We have our Christmas tree up. We put up all of the "nice" ornaments, the collection of Hallmark ornaments that the kids have picked out each year, the hand me down ornaments from our parents, and all of the needlework ornaments. In the picture you can see some cross stitch ornaments, some ornaments made with plastic beads, a flying pig, a wooden rocking horse, a carved cat, a glass basketball, and an oldfashioned radio that can be tuned to a North Pole station. The rest of our ornament collection is equally eclectic.
I gave up on the large shoe box of kid-made ornaments. Some of them were made by my children and some of them were made by me and my brother when we were little. With an 8 ft high tree (with a chunk taken out of the back when my husband forgot it was on top of the van and drove into the garage anyway) there just wasn't enough room for styrofoam balls with colored pins stuck in them, pieces of cardboard with macaroni glued on them, or colored foam core creations. They will have to stay in the box and wait and see if we get a larger tree next year.

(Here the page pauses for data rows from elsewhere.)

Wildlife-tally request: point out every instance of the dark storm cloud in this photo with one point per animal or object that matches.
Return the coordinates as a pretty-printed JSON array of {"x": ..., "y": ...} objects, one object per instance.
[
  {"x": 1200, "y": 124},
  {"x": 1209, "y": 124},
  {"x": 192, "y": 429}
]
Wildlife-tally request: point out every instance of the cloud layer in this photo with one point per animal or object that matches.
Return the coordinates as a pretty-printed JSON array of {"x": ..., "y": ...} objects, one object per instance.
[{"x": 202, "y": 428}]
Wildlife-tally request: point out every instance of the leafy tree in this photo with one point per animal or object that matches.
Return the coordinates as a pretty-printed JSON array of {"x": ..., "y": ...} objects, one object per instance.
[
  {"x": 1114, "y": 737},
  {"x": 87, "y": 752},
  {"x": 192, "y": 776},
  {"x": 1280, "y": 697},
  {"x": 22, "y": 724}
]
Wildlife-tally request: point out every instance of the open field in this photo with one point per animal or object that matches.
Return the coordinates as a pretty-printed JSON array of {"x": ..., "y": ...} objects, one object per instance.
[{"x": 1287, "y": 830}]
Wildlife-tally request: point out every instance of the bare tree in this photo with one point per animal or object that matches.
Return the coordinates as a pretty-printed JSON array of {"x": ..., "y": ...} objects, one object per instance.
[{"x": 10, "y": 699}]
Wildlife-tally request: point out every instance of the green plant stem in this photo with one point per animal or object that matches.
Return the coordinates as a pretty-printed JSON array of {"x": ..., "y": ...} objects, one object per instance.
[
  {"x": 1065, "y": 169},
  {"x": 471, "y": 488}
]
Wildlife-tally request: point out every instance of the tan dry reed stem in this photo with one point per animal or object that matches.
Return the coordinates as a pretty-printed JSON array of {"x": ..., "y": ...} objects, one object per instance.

As it is, about half of our ornaments are hand made. They reflect memories of the people and places they came from as well as my children's passions as they grow up. Each year we have each of them pick out their own ornament to purchase. We have gone from Thomas the Tank Engine, to the Incredible Hulk, to a snowboarding polar bear with my son. Now he thinks he is too old and cool to pick an ornament. My daughter's choices have included a multicolored bird, an American Girl doll, three dalmation puppies, and this year a basketball.
I have been stitching and finished Scary Scraps. My son reminds me that it is Christmas now, not Halloween but it is not too early to start getting ready for next year. Mosey n' Me's story about Scary Scraps is that he was too poor for white linen so he is wrapped in scraps. Considering that his scraps are made up of needle necessities floss and Rainbow Gallery metallics as well as DMC, I don't think that he is really that poor. He was fun to stitch on 28 count over two threads. The different segments of pattern and color were bite sized segments that were easy to work on in the evening and I can't look at him without smiling.

1 comment:

  1. He looks wonderful! Congrats. I know what you mean about smiling. I don't think I can look at any of Frank's patterns without grinning.